Comparative study with in situ hybridization and immunocytochemistry in detection of HIV-1 in formalin-fixed paraffin-embedded cell cultures.

作者信息

Daugharty H, Long E G, Swisher B L, Warfield D T, Feorino P M

机构信息

Division of Immunologic, Oncologic, and Hematologic Diseases, Centers for Disease Control, Atlanta, Georgia 30333.

出版信息

J Clin Lab Anal. 1990;4(4):283-8. doi: 10.1002/jcla.1860040409.

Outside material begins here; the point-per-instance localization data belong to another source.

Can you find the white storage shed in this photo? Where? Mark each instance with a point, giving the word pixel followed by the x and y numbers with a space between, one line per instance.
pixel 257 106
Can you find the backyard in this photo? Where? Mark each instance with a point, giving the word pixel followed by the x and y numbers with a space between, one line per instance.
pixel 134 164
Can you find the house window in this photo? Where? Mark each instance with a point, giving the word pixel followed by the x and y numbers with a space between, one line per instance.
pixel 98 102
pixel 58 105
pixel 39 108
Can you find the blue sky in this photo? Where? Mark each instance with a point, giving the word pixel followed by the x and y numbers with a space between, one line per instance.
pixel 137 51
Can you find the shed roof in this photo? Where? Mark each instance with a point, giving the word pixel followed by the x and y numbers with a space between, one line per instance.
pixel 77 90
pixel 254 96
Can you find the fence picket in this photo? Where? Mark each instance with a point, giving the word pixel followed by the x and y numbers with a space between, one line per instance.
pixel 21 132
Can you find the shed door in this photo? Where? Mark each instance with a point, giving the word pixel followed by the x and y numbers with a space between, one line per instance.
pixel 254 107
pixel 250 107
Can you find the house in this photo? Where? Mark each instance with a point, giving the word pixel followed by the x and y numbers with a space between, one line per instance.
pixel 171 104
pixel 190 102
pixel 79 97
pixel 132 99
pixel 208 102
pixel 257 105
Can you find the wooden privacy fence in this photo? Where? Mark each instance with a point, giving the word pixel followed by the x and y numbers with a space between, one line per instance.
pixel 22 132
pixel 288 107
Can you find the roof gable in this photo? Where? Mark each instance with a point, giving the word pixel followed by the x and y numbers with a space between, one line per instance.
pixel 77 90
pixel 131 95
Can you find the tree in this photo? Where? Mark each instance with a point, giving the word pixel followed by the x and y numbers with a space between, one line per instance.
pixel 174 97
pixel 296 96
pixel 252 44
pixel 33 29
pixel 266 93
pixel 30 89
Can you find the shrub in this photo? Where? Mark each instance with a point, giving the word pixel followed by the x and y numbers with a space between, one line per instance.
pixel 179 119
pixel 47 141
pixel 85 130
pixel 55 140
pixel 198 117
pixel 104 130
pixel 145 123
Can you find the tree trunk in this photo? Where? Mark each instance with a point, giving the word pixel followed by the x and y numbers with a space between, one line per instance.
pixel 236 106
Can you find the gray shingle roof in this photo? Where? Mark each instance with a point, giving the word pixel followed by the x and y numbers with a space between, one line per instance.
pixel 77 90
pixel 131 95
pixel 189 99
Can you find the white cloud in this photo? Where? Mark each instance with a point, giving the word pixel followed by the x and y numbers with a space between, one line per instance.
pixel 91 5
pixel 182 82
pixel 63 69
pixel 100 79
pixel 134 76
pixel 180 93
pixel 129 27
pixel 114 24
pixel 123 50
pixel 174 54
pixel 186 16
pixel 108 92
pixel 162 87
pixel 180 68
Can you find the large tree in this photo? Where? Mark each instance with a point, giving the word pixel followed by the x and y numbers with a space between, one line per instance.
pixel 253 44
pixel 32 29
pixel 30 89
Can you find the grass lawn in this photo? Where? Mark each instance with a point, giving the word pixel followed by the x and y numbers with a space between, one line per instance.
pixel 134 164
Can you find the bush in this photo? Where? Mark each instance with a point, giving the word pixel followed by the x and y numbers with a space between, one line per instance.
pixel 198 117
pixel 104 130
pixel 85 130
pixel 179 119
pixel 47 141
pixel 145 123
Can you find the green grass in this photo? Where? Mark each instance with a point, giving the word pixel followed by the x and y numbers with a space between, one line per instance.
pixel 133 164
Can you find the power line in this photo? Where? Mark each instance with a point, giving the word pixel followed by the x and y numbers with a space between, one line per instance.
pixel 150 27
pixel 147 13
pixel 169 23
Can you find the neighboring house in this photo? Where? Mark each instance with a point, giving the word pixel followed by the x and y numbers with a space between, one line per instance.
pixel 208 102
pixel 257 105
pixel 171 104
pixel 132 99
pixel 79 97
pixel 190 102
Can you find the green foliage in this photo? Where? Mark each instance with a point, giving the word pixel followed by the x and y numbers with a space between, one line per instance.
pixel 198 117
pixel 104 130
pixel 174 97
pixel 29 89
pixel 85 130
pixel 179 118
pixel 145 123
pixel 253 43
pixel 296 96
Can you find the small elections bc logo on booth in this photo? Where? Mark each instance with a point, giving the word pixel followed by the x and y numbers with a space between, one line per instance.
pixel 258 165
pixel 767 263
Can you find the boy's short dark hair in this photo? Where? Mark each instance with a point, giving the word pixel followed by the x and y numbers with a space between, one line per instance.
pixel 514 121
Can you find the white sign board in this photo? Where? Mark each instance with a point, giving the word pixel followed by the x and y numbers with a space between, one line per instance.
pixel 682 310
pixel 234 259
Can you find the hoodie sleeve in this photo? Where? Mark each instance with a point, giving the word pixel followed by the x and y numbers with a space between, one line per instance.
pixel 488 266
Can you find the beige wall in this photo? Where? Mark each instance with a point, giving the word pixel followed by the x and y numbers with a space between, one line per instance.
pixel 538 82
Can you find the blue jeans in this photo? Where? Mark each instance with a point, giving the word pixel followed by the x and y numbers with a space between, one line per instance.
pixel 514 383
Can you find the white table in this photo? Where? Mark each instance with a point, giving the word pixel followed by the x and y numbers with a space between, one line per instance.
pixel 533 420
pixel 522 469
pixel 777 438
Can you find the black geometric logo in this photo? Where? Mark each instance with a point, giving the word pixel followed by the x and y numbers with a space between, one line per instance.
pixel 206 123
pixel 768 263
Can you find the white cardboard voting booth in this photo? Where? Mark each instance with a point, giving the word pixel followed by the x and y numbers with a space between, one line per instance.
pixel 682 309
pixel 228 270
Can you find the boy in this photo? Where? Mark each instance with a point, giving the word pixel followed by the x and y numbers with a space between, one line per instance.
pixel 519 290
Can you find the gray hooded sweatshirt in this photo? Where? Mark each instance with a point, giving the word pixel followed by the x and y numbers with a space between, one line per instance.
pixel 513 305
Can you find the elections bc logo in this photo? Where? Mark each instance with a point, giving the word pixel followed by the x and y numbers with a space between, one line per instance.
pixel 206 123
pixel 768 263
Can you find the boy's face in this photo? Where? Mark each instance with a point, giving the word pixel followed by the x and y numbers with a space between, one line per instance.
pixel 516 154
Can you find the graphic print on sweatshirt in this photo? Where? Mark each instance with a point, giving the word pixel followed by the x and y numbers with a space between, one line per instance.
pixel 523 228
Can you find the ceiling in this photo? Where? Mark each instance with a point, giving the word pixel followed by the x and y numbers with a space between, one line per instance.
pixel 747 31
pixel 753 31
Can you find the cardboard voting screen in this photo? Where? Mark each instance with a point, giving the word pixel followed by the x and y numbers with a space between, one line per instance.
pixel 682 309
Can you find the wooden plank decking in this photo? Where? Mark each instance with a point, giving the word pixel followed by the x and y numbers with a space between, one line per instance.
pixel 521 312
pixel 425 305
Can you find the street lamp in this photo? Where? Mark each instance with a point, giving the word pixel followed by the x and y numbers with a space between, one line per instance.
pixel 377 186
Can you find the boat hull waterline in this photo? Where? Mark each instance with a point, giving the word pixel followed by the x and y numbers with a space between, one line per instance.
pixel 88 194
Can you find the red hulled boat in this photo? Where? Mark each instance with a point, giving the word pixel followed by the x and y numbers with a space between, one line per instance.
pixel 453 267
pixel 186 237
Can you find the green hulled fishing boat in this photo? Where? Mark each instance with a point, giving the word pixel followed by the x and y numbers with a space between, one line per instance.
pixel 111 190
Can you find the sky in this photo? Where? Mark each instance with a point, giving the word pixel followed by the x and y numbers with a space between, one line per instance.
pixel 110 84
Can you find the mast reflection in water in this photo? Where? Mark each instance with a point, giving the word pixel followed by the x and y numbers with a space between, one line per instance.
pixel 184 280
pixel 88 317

DOI:10.1002/jcla.1860040409
PMID:2118173
Abstract

The sensitivities of three immunohistological techniques were compared in this study for detecting human immunodeficiency virus (HIV-1) in infected cultured human lymphocytes that had been formalin-fixed and paraffin-embedded. The techniques included in situ hybridization (ISH) with HIV-1 cDNA; immunocytochemistry with HIV-1 p24 monoclonal antibody (ICC-m); and immunocytochemistry with HIV-1 polyclonal antibody from a patient with acquired immunodeficiency syndrome (AIDS) (ICC-p). Procedures were optimized for enzyme digestion and for antibody reaction conditions. HIV-1--infected cells and noninfected control cells were tested. Noninfected controls were uniformally negative by all three methods. Infected cells had the highest positivity rate by the ISH method (p less than or equal to 0.0001), and the ICC-p method was more positive than the ICC-m (p less than or equal to 0.0001). Both the ICC-p and the ICC-m techniques were more positive with the cocultivated cell cultures than the ISH, which was more sensitive with the infected continuous cell line (P less than or equal to 0.0001). The ICC-p method had a lower standard deviation on positive results than either the ICC-m or ISH method. The variability observed with these test procedures, reagents, and specimens suggests that these are important technological parameters in detecting p24, with implications for detecting other HIV-1 markers in infected tissues.

摘要

本研究比较了三种免疫组织学技术在检测经福尔马林固定和石蜡包埋的感染培养人淋巴细胞中人类免疫缺陷病毒(HIV-1)时的敏感性。这些技术包括用HIV-1 cDNA进行原位杂交(ISH);用HIV-1 p24单克隆抗体进行免疫细胞化学(ICC-m);以及用获得性免疫缺陷综合征(AIDS)患者的HIV-1多克隆抗体进行免疫细胞化学(ICC-p)。对酶消化和抗体反应条件进行了优化。对HIV-1感染细胞和未感染对照细胞进行了检测。所有三种方法对未感染对照均呈一致阴性。ISH方法检测感染细胞的阳性率最高(p≤0.0001),ICC-p方法比ICC-m方法阳性率更高(p≤0.0001)。ICC-p和ICC-m技术在共培养细胞培养物中的阳性率均高于ISH,而ISH在感染的连续细胞系中更敏感(P≤0.0001)。ICC-p方法阳性结果的标准差低于ICC-m或ISH方法。这些检测程序、试剂和标本中观察到的变异性表明,这些是检测p24的重要技术参数,对检测感染组织中的其他HIV-1标志物具有重要意义。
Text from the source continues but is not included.